All these possibilities must have swirled in her mind.  The true test would come when the Sewing Circle met again at Evelina’s, many months from this day, this awkward day that Evelina surely hoped to forget.

January 21, 1851

Potato

Jan 21  Tuesday.  This morning commenced working on

Susans sack but had some things to do about house so

that I could not accomplish much.  Mrs. Holmes called

to get some potatoes for Miss Eaton  says she (Miss E) is

failing and the Dr had told her that he could not help

her  Mr Robinson came this afternoon to varnish the

chimney pieces & spilled the varnish over my carpet

which prevented me from going to have Susans doll

dressed

Harriet Holmes, a neighbor, came to the Ames house to fetch potatoes for the ailing Miss Eaton, the same Miss Eaton on whom Evelina and Sarah Ames called during the cold spell earlier in the month. The spinster lived with Harriet and Bradford Holmes, their children, Harriet’s mother and a shovel worker named Oliver Eaton – a relative, possibly.  Mr. Holmes was a teamster who probably worked with Old Oliver’s oxen. Many folks who lived in North Easton were connected to the shovel works in some way.

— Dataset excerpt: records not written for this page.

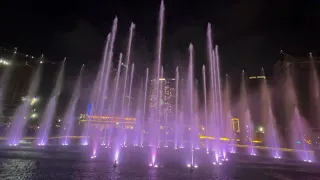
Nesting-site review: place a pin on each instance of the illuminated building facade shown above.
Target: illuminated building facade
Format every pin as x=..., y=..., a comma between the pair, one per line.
x=103, y=122
x=167, y=98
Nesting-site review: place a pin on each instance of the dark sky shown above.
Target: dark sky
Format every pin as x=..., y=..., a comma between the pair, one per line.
x=250, y=33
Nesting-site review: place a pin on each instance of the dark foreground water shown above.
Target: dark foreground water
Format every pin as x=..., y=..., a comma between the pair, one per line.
x=21, y=165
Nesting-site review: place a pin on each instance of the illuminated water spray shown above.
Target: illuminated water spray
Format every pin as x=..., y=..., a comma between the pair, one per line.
x=19, y=119
x=68, y=119
x=49, y=111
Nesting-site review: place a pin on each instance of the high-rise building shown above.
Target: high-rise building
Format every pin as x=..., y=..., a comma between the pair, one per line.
x=167, y=99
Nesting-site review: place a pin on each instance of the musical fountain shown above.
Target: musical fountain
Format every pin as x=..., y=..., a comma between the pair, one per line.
x=187, y=127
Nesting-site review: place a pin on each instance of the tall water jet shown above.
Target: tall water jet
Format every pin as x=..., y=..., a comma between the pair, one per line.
x=19, y=121
x=101, y=73
x=49, y=112
x=272, y=137
x=96, y=93
x=314, y=91
x=214, y=114
x=176, y=109
x=68, y=118
x=129, y=101
x=190, y=91
x=106, y=77
x=216, y=59
x=144, y=106
x=115, y=99
x=5, y=77
x=227, y=114
x=205, y=104
x=127, y=64
x=160, y=110
x=299, y=136
x=245, y=115
x=211, y=89
x=155, y=113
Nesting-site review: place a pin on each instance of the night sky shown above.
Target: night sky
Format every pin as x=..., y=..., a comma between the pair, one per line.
x=250, y=34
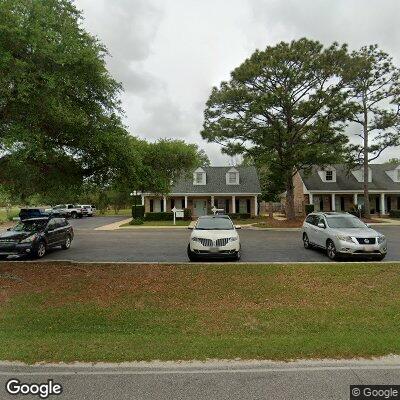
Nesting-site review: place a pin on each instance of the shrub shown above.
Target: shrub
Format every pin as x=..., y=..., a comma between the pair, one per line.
x=394, y=213
x=309, y=208
x=240, y=215
x=187, y=214
x=138, y=211
x=159, y=216
x=136, y=221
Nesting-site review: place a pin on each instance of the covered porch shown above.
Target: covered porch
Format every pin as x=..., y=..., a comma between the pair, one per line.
x=203, y=204
x=380, y=203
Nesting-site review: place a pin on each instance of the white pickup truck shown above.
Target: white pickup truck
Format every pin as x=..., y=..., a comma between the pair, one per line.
x=70, y=210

The potatoes that Evelina gave away would have been grown either by Old Oliver or by Alson Gilmore, Evelina’s brother, who owned the Gilmore family farm.  Potatoes were common fare at the dinner table, and particularly a favorite for winter use.  The Irish called them “pratties.” The challenge for a housewife lay in how to serve potatoes: mashed, roasted, and boiled were familiar variations, then and today.  Sarah Josepha Hale underscored the dietary importance of potatoes in her book, The Good Housekeeper.  “To boil Potatoes in the best manner, is a very great perfection in cookery,” she said.

In the Ames sitting room, hapless Mr. Robinson had to contend with a displeased housewife after he spilled varnish on the carpet.  He was already in Evelina’s bad graces from having taken too long to paint around the fireplaces. How do you suppose Evelina got the varnish cleaned up?

January 19, 1851

Ride

1851 Jan 19th Sunday.  It was rather earlier than common this morning

when we had our breakfast as Jane was going to

meeting   We have all been to meeting all day

Mr Whitwell gave us two good sermons, though not

as interesting as usual.  After hearing the class in

the Sunday school I called at Mr Whitwells

This evening have been into Mr Bucks to a prayer meeting

Three Ladies spoke & a number of men.  Very pleasant

Before the Ames family left for church, their servant Jane McHanna was on her way to a Catholic service.  Every few weeks, an itinerant priest would ride into town to conduct Sunday mass in the dining room of a boarding house owned by the Ames shovel company.  Although North Easton offered several Protestant options to its church-going citizens, it had no Catholic church for the influx of faithful who had recently immigrated from Ireland.

The number of Roman Catholics in North Easton, as elsewhere in Massachusetts, was rapidly expanding.  In 1849, Reverend William Chaffin tells us, there were 45 Catholics in town.  By 1852, there were 150; when the Civil War began, there were 400.   As the number of Irish immigrants grew, a dedicated facility was clearly needed.  Recognizing this, in 1850 the Ames family donated a piece of land on Pond Street to the Irish to build their own church.  It was under construction as the year 1851 opened.

Evelina’s day was full of religious activity.  Not only did she hear “two good sermons,” she visited the Sunday school and, in the evening, went out to a prayer meeting held by Benjamin and Mary “Polly” Buck, who lived in a house in the near neighborhood that they rented from Old Oliver.